The examples above, together with Chuang Tzu's obvious delight in parable, fantasy, and poetry invite the common hypothesis that, in the West, he would be a romantic--suspicious of direct, reasoned, logical discourse in favor of the more "emotional" arts. At least, one should eschew "intellectual" activities. That he is critical of Hui Shih, the alleged logician, supports this reading. The problem is that Chuang Tzu's parallels his comments about Hui Shih with similar comments about a lute player. Furthermore, the criticism does not seem to be the activity, but the search for absolute know-how. Chuang Tzu's "criticism" is that in being good at X, these paradigms of skill are miserably inept at Y. This is another example of ch'eng (completion) which Chuang Tzu argues is always accompanied by hui (defect).
We may achieve this absorption in performance by achieving skill at any tao--dancing, skating, playing music, butchering, chopping logic, lovemaking, skiing, using language, programming computers, throwing pottery, or cooking. At the highest levels of skill, we reach a point where we seem to transcend our own selfconsciousness. What once felt like a skill developing inside us, begins to feel like control from the natural structure of things. Our normal ability to respond to complex feedback bypasses conscious processing. In our skilled actions, we have internalized a heightened sensitivity to the context.
These reflections lead us to a problem with "achieve tao mastery" as a prescription. I shall argue that the problems are both textual and theoretical. On other places, (as we noted above) Chuang Tzu is more equivocal about the value of mastery. Any mastery, Chuang Tzu notes, must leave something out. Most particularly, to master any skill is to ignore others. Chuang Tzu remarks that masters are frequently not good teachers. They fail to transmit their mastery to their sons or disciples.
Chuang Tzu directs our attention to this problem with the glorification of total skill dedication and mastery. We trade any accomplishment at one skill for ineptitude at some other thing. The absent minded professor is our own favorite parody.
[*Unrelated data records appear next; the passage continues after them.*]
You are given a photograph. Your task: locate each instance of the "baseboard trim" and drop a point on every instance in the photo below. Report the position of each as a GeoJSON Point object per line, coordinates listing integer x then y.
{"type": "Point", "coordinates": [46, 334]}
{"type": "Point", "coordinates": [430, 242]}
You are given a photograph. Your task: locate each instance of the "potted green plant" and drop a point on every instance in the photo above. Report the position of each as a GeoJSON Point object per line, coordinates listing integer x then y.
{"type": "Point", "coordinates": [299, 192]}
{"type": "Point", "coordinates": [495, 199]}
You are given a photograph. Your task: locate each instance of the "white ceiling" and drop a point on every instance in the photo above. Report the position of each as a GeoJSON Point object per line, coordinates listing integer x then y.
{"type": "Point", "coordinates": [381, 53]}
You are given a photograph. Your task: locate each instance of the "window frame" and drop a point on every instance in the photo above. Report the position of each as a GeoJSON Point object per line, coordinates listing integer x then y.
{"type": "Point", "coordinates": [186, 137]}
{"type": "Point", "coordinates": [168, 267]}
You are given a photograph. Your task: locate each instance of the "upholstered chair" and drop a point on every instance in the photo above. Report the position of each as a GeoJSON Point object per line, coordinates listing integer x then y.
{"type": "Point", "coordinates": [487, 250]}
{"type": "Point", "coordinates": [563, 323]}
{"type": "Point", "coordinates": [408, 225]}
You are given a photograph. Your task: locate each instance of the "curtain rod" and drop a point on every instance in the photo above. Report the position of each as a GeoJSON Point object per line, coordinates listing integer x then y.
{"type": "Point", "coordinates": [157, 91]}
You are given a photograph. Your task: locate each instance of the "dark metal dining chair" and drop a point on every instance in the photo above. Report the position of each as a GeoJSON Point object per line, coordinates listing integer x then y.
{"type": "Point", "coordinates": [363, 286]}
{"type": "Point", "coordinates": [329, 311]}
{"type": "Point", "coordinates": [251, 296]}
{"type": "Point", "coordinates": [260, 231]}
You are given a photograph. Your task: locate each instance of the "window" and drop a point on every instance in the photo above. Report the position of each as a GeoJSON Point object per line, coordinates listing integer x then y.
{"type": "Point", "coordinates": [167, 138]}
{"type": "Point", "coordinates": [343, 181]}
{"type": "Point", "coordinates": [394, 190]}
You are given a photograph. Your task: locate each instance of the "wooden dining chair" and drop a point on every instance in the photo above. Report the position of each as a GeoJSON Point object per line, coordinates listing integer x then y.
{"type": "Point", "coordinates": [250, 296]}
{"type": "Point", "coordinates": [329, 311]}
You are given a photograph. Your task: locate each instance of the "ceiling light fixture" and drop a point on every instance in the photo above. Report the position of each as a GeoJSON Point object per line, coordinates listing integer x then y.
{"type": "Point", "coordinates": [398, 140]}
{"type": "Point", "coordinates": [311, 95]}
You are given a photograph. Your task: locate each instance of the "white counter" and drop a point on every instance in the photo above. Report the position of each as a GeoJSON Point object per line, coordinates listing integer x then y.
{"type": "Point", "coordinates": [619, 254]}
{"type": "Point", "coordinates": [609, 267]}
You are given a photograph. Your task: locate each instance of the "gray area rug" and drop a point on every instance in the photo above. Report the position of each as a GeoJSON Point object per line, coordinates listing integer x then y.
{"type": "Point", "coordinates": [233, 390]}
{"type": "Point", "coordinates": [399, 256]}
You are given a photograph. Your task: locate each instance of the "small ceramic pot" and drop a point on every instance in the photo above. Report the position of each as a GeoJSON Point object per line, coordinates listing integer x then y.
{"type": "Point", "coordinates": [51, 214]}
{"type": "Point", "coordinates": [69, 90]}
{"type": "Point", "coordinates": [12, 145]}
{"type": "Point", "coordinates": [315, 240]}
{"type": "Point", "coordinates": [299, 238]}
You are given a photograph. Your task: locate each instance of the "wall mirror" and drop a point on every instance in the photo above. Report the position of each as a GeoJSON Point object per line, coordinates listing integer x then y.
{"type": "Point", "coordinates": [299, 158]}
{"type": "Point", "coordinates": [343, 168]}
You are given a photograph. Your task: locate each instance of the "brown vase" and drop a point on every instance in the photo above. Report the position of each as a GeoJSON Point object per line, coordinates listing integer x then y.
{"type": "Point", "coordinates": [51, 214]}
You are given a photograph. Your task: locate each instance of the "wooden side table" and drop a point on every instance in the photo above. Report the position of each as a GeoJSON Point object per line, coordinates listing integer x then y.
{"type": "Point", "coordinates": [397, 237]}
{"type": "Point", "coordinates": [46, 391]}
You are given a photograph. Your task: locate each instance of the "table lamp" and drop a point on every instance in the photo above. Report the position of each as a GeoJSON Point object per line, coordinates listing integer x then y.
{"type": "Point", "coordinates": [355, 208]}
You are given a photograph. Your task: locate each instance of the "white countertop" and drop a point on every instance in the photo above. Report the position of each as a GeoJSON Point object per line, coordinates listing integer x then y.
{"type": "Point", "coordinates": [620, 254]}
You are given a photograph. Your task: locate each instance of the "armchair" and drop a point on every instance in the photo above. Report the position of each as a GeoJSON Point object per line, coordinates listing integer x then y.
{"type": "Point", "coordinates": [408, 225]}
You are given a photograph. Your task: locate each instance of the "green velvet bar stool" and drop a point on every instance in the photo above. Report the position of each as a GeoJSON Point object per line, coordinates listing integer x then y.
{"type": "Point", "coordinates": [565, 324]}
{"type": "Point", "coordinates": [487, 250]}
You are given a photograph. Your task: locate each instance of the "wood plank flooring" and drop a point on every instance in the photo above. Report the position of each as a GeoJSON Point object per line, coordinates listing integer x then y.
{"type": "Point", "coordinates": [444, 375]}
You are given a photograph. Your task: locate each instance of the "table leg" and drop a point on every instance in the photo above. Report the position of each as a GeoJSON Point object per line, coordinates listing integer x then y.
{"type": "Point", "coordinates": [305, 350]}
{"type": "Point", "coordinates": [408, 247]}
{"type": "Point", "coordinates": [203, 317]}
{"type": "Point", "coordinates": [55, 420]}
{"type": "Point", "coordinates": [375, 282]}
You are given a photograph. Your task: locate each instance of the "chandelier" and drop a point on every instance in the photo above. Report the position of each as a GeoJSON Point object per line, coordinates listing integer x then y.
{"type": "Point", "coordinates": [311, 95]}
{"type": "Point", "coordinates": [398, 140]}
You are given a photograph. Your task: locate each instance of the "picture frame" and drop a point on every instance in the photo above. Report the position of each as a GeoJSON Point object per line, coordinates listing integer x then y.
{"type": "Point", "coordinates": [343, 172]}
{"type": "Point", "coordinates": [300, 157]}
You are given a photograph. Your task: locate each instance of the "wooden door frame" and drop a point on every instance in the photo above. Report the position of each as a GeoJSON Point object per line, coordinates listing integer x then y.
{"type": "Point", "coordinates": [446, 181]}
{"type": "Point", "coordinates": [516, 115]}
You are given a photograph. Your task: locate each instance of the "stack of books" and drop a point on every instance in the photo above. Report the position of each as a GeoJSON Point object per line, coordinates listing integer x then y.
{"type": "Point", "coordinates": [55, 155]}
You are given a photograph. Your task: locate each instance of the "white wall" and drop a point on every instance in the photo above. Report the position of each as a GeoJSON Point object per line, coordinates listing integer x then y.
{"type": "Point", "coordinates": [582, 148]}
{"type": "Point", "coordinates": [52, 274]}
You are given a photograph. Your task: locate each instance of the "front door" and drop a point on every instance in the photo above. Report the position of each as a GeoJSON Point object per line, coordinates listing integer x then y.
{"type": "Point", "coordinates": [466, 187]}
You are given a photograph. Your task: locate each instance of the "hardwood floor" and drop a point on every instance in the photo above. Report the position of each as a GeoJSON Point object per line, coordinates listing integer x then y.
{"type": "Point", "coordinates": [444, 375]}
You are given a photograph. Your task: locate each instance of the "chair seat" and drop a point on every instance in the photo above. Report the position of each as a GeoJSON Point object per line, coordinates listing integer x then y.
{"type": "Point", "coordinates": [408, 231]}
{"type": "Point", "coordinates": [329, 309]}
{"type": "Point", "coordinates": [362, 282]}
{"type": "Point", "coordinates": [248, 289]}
If the renowned practitioners have reached completion, he says, then so has everyone. If they have not, then no one can. From the hinge of ways perspective, we no more value the world's top chess player than the world's finest jack of all trades. We need not read Chuang Tzu as advocating specialization per se.
Thus the three parts in Chuang Tzu's dao pull in separate directions and we must treat each as tentative and conditional. The flexibilty advice seems hard to follow if we also accept convention and work for single-minded mastery. That, in the end, may the message of perspectivalism. We have limits, but we might as well get on with it.